Wyrok w sprawie CBA mnie nie razi. Trybunał Konstytucyjny zakwestionował widoczne niedoskonałości ustawy. Definicje nie były jasne, bywały też wewnętrznie sprzeczne. Teoretycznie może się zdarzyć, że ktoś przez CBA zatrzymany zaskarży podstawę prawną, dopóki Sejm nie poprawi przepisów. Wątpię jednak w skuteczność takiej skargi. CBA istnieje i działa, a żadna z głównych idei ustawy nie została przez TK zakwestionowana. To wytrąca broń z ręki przeciwników Biura.

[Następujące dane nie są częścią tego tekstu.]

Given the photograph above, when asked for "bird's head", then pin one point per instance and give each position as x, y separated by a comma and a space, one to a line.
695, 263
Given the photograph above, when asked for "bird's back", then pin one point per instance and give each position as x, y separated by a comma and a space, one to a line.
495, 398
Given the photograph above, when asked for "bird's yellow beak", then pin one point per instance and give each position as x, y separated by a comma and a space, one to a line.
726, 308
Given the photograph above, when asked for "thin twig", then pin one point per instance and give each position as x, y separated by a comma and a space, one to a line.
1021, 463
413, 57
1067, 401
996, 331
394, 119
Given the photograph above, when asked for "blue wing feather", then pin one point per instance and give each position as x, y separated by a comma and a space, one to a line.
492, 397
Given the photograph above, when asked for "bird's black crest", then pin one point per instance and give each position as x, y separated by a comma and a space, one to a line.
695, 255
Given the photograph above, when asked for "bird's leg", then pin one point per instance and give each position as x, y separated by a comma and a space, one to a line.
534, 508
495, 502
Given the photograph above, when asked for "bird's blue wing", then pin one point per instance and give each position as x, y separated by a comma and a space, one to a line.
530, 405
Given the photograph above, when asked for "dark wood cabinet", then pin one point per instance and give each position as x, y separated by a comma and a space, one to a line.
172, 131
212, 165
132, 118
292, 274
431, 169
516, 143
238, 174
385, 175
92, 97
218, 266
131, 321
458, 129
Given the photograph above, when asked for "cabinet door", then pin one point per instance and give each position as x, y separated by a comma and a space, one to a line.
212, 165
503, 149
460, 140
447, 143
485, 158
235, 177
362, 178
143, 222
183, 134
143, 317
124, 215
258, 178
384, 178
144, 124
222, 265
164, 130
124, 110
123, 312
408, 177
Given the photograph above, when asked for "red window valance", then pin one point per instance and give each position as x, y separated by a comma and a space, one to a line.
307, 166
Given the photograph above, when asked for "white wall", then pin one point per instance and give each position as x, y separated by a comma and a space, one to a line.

Może więc wyrok wręcz CBA umocni. Szkoda, że nie można tego powiedzieć o IPN. Minęło 777 dni, odkąd TK praktycznie zlikwidował lustrację: konsekwencji za kłamstwo lustracyjne praktycznie nie ma żadnych. Sejm poprzedniej kadencji zdobył się tylko na odtworzenie dostępu dziennikarzy do archiwów. Obecny - w ogóle o tym nie pamięta. Czemu prezydent nie złoży projektu - choćby po to, by przypomnieć o czymś, o czym niemal wszyscy już zapomnieli?
PS. Dlaczego boisz się Niemców, a Rosjan lekceważysz?